After we normalize the test data set (somehow, see Q1 for answer), similar to Question 1, which model do we use on the test data. I know we will use the model that uses the chosen lambda value (of 0.02), but there will be 5 models from the train/CV hyper tuning process. When I say “model” I mean a model with different weights that were learned on each of the 5 training data sets for a lambda of 0.02. A guess: Maybe we use the lambda (plus other parameters) to learn the weights on the test data itself and then use those weights along with the correct hyper parameters to be used in the .predict(test_data_here) on the test data? Or is there some other way? Also, what happens if your separate test set is just one row, ie, one case with the appropriate inputs, using that to learn weights wouldn’t make any sense.
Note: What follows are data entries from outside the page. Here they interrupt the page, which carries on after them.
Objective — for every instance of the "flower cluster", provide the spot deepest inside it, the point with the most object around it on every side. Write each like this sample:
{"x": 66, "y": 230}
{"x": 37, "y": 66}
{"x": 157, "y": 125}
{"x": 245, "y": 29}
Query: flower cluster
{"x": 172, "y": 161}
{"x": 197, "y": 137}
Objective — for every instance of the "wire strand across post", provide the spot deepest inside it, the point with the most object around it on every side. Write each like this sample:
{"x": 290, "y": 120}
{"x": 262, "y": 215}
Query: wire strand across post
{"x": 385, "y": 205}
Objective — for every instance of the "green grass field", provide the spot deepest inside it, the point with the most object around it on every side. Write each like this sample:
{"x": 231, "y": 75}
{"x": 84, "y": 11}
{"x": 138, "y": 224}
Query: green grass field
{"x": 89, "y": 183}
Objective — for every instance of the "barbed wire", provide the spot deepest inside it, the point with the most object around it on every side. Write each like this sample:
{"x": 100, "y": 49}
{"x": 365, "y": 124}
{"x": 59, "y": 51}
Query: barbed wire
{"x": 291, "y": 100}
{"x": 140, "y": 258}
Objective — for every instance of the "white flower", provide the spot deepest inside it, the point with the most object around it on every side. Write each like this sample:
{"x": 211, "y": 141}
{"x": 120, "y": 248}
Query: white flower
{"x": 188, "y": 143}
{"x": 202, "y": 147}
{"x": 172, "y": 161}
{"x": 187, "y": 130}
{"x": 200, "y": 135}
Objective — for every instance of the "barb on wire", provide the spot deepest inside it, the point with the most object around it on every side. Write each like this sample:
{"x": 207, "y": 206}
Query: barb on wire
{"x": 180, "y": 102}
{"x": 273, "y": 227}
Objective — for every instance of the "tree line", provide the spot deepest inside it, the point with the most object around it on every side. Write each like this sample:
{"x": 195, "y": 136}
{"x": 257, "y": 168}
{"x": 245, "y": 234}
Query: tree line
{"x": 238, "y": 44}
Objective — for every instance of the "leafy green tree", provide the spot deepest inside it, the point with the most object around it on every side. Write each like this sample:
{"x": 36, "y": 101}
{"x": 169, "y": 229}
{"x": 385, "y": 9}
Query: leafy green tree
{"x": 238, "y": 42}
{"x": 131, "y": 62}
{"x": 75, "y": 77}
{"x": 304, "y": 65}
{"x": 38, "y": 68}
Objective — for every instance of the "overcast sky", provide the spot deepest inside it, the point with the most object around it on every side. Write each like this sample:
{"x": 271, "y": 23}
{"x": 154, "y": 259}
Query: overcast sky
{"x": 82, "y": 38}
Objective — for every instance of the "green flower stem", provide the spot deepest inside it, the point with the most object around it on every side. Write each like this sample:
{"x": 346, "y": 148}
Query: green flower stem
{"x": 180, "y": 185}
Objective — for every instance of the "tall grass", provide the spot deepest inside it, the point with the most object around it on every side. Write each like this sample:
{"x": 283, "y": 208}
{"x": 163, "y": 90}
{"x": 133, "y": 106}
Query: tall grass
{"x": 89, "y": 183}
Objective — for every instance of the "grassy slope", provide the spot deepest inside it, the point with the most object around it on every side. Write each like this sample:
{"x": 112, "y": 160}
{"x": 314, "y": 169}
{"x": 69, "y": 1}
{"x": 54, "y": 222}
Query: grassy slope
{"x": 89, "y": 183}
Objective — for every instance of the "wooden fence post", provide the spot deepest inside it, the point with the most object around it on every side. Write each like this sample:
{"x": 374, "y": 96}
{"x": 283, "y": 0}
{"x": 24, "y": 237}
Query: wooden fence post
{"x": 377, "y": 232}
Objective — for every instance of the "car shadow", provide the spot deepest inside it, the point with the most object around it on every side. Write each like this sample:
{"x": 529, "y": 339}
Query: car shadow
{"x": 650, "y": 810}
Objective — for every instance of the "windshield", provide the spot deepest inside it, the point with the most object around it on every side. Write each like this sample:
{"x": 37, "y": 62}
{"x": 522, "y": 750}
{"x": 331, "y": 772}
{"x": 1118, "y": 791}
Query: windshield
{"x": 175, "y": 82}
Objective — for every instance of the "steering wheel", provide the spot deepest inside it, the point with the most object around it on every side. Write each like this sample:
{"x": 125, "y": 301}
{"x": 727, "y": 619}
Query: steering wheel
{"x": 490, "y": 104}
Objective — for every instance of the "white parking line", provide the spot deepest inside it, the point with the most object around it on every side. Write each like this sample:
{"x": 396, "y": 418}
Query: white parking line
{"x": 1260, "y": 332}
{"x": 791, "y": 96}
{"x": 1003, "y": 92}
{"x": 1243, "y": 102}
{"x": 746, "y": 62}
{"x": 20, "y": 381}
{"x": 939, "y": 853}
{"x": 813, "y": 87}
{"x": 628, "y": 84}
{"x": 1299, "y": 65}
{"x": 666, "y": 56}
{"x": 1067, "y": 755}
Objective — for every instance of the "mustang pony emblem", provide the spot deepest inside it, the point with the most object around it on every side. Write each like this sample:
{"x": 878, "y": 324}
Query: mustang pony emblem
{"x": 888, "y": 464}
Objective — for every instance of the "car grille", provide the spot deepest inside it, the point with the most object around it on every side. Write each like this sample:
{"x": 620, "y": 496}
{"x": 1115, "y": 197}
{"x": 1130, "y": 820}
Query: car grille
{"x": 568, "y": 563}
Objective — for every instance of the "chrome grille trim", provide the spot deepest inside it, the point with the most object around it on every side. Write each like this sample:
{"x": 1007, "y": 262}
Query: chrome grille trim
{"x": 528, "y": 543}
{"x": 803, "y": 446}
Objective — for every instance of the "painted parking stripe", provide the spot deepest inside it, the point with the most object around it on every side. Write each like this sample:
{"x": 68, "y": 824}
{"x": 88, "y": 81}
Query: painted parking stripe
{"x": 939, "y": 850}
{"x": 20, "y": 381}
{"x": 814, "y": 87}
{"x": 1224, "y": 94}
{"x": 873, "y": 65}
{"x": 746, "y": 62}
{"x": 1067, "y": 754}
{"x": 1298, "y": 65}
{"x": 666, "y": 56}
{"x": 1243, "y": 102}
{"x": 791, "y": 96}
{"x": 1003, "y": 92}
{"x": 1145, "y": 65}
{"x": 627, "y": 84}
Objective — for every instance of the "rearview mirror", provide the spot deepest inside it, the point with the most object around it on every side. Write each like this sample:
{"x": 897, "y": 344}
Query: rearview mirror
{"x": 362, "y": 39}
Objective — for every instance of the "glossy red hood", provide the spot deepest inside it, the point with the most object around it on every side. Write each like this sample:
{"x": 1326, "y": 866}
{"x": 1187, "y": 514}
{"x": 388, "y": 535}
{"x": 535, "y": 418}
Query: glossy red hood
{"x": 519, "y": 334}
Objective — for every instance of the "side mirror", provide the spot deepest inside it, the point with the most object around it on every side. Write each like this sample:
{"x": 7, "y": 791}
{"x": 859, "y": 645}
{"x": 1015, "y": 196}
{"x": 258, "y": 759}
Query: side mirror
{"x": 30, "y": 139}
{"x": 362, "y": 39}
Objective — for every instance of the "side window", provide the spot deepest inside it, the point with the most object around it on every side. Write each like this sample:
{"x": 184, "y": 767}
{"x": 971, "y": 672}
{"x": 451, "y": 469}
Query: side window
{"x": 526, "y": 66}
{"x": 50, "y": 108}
Another way to ask this question: Can we use a previously found model (from the train/cv data) and it’s learned weights (and just skip to the .predict part), or do we need to use the same parameters (lambda etc) and find new weights on the test data (hoping that our test data is more than one data point)?
Question 3: What does the code look like and is there anything beyond using .predict and finding the error on the test data?
Let’s say we have chosen a way to normalize the test data, and a way to choose which learned weights/model to use on the test data. Then how do we actually move from there? I’m assuming it looks something like this pseudo-code?
→ Load separate/unseen test data
→ Normalize data somehow (Question 1)
→ model.fit(X_test?,y_test?) # May not be necessary if you choose a model from the train/cv step (Q2 related)
→ model[model_number_here].predict(test_data_here) (Q2 related)
→ calculate error on test data
Hopefully these questions make sense. I can move this to a separate topic too if needed. Thanks!